Sample Payment: IBR (New)
| Step | Amount |
|---|---|
| Adjusted Gross Income (AGI) | $50,000 |
| Minus 150% FPL (1 person) | – $23,940 |
| Discretionary income | = $26,060 |
| Annual payment (10%) | = $2,606 |
| Monthly payment | $217 |
Same borrower on RAP: $50K AGI × 5% = $2,500/yr → $208/month. Use the Loan Simulator at StudentAid.gov to compare your specific scenario.
Sources
- 1.Federal Student Aid — Income-Driven Repayment Plans
- 2.Congressional Research Service — The Repayment Assistance Plan (RAP) in P.L. 119-21
- 3.U.S. Department of Education — SAVE Plan Settlement Agreement (Dec. 2025)

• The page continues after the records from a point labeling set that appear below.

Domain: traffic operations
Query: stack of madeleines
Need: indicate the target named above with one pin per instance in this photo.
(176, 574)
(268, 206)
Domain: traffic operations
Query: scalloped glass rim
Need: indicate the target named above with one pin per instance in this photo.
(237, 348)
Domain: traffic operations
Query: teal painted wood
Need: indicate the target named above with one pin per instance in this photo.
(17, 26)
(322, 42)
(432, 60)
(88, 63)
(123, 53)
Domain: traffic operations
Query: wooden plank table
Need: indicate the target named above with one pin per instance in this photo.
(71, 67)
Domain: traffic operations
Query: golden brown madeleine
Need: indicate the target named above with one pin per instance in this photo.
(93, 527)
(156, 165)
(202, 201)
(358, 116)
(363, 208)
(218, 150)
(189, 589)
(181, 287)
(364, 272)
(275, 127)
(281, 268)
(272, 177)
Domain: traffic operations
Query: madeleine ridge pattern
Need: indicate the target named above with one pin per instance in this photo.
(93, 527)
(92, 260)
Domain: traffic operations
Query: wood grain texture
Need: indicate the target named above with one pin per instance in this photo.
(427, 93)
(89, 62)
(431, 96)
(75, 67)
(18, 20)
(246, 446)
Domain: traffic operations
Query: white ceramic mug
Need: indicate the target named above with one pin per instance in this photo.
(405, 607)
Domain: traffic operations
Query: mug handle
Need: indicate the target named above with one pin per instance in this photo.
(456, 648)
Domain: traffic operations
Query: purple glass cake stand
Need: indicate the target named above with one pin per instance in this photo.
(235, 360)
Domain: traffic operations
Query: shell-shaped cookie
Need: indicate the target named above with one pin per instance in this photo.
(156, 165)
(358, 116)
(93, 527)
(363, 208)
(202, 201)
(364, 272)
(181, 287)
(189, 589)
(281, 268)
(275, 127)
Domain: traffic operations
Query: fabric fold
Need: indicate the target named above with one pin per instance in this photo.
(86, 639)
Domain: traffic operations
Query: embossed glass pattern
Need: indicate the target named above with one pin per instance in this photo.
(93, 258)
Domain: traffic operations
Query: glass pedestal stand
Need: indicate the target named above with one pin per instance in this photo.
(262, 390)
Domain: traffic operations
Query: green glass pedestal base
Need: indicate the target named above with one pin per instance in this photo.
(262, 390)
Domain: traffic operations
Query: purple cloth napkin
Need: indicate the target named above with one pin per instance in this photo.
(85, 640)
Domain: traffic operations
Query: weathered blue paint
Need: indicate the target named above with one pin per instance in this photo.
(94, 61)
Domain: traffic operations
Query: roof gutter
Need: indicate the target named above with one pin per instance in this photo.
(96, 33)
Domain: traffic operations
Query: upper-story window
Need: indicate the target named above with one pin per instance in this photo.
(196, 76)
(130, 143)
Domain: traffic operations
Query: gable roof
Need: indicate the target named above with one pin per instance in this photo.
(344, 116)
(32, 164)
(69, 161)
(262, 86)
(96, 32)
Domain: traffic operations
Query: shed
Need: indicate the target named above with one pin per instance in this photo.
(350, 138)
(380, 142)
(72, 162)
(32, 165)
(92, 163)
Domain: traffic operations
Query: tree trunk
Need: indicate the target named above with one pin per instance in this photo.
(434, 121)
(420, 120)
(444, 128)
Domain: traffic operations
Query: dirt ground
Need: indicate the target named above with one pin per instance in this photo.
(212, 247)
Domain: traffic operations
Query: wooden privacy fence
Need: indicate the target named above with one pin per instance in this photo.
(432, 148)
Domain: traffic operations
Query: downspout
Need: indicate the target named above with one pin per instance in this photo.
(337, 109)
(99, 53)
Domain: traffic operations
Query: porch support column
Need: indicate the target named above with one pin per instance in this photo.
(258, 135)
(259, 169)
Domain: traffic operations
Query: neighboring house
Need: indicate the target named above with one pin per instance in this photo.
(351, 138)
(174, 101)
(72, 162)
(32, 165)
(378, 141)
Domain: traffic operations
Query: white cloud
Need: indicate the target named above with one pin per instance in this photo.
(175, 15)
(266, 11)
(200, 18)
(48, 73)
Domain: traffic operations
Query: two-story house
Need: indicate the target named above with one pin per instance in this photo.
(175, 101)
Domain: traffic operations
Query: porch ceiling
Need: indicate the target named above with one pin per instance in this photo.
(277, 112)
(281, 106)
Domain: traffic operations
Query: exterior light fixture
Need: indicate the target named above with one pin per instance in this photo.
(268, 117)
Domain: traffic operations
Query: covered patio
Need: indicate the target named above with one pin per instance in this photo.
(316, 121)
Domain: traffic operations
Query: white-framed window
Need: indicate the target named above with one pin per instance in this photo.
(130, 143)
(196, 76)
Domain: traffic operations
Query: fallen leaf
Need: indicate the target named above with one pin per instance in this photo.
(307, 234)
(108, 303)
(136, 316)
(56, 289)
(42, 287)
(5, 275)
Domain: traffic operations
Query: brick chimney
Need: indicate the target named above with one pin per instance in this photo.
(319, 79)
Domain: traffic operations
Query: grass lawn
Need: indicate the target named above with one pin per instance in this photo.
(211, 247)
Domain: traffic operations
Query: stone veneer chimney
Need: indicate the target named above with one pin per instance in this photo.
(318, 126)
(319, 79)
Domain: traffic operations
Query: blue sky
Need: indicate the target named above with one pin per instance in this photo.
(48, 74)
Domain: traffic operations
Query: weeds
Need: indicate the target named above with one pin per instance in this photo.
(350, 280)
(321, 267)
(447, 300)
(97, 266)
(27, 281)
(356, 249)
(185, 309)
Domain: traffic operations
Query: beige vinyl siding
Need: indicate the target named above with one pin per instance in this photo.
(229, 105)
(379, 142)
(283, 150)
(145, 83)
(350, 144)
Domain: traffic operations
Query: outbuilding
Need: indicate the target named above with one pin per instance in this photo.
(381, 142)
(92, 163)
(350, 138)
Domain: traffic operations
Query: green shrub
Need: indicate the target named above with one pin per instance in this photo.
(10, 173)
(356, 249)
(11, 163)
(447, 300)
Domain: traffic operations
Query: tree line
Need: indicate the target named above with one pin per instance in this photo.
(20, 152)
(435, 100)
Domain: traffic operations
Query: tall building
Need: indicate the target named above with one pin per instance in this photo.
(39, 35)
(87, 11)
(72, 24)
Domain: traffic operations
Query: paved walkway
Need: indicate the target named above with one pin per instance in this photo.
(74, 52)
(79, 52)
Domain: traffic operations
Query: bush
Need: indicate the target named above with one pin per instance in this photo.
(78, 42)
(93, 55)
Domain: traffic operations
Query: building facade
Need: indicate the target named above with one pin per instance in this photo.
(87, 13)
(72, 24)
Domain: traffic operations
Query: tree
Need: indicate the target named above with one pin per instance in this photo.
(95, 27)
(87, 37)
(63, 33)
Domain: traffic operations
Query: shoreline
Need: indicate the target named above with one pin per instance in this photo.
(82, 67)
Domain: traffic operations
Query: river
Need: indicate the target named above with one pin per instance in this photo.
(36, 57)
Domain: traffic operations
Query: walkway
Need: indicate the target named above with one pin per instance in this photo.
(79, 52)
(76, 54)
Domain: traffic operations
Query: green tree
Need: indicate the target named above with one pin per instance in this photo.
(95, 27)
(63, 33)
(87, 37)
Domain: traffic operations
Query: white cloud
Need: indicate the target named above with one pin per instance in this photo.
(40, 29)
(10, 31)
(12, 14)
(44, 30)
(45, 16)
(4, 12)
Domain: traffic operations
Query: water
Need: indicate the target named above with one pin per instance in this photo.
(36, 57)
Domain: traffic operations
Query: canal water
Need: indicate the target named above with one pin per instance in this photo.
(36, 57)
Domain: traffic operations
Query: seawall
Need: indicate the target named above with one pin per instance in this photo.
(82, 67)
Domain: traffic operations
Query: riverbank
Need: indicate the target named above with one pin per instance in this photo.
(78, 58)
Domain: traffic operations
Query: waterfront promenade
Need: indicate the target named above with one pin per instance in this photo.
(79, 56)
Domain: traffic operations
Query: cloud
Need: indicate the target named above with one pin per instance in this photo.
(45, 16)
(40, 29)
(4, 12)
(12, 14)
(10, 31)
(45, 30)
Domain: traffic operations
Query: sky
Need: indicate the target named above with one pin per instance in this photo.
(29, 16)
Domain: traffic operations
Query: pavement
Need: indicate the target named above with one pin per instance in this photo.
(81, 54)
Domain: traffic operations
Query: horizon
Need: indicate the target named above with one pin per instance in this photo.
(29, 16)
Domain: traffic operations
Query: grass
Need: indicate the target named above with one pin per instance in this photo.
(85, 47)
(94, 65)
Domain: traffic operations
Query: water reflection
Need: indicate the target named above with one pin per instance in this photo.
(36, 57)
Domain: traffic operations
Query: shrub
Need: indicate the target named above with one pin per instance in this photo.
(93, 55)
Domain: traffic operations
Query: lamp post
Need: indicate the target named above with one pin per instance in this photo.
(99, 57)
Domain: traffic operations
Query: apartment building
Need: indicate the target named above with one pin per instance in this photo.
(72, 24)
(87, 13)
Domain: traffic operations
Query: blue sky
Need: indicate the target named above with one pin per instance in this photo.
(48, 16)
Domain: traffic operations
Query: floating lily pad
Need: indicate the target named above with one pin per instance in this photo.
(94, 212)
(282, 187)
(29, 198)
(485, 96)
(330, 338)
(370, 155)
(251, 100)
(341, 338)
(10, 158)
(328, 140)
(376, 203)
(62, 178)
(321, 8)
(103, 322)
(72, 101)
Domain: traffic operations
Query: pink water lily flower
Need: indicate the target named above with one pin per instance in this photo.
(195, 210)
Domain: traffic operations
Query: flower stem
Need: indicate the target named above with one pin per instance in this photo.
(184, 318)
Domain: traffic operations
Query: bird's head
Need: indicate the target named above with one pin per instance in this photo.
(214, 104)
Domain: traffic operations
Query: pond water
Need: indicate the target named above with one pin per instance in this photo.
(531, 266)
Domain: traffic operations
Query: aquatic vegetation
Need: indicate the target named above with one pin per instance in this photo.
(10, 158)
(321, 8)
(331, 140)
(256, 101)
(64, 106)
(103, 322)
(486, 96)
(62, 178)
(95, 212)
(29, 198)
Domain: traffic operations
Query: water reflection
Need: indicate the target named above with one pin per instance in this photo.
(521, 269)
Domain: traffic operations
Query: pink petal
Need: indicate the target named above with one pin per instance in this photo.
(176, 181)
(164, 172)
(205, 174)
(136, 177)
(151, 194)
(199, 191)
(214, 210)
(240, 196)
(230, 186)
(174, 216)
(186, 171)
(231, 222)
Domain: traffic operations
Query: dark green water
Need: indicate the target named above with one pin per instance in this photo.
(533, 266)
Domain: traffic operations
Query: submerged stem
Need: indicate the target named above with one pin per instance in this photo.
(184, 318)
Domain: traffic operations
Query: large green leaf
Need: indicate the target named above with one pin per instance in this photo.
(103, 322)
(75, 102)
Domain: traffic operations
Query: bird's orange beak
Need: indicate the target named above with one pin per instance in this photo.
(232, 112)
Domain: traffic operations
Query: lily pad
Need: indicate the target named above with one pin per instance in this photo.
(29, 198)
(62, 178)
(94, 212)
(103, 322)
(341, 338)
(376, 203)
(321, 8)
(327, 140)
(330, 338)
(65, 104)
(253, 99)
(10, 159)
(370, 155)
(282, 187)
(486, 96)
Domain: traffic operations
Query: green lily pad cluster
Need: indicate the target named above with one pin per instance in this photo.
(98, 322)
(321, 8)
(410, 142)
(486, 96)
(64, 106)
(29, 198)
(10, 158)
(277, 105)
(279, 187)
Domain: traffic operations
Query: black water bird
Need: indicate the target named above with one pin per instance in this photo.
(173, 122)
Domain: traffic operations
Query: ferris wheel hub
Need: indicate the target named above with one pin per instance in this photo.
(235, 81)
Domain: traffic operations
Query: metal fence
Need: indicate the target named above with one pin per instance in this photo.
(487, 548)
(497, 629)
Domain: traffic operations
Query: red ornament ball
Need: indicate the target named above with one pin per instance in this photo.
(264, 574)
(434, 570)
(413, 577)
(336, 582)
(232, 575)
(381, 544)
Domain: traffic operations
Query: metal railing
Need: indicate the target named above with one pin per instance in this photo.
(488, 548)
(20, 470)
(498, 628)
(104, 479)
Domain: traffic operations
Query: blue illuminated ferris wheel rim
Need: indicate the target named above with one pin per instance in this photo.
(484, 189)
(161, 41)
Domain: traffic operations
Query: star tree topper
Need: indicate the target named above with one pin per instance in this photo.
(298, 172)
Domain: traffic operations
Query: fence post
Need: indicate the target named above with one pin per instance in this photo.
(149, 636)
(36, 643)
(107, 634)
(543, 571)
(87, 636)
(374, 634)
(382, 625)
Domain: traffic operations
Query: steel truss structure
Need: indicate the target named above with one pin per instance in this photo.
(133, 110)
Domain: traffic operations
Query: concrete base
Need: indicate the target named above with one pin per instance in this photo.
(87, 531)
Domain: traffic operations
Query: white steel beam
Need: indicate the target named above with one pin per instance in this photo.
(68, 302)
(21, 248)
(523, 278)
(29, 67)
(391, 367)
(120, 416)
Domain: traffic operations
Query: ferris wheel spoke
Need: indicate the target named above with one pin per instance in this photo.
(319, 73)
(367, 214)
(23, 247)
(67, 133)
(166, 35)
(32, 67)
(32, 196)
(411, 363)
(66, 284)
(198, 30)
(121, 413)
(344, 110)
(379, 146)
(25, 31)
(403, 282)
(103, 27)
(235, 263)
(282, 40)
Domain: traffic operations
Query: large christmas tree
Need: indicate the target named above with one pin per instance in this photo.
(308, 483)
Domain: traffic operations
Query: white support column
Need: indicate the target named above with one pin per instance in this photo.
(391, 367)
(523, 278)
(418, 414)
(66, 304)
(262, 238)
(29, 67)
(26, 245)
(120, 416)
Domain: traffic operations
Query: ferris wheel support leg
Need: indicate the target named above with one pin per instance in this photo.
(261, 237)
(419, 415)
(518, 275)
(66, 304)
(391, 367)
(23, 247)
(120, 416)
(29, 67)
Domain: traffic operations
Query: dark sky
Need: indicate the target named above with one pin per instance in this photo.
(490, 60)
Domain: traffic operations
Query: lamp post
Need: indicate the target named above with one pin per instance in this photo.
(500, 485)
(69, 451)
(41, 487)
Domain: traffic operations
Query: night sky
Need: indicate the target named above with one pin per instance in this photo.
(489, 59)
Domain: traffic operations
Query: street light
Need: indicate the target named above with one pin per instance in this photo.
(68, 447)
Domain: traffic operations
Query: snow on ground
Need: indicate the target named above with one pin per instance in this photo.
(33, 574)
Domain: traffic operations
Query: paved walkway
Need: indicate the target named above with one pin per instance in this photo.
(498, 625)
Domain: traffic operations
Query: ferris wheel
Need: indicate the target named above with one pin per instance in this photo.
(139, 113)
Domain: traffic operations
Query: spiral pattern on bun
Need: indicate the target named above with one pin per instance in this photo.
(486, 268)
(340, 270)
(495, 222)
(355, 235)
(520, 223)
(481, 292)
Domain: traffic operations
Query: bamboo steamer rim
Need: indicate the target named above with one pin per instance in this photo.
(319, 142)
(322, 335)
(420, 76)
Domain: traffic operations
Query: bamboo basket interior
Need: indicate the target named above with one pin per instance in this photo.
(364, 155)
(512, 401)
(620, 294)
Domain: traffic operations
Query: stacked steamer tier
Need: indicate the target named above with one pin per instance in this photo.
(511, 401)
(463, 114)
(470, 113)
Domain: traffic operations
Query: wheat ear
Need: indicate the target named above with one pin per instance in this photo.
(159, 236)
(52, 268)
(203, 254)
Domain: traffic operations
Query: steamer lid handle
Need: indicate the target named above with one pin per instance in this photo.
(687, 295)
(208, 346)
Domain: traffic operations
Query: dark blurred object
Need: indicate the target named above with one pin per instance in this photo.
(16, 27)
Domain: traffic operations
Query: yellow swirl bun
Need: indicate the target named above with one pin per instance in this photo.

- 4.HHS ASPE — 2026 Federal Poverty Guidelines
- 5.Federal Student Aid — Loan Simulator
- 6.Federal Student Aid — IDR Application
This content is for educational and informational purposes only and does not constitute financial, tax, or legal advice. Consult a qualified professional for guidance tailored to your situation.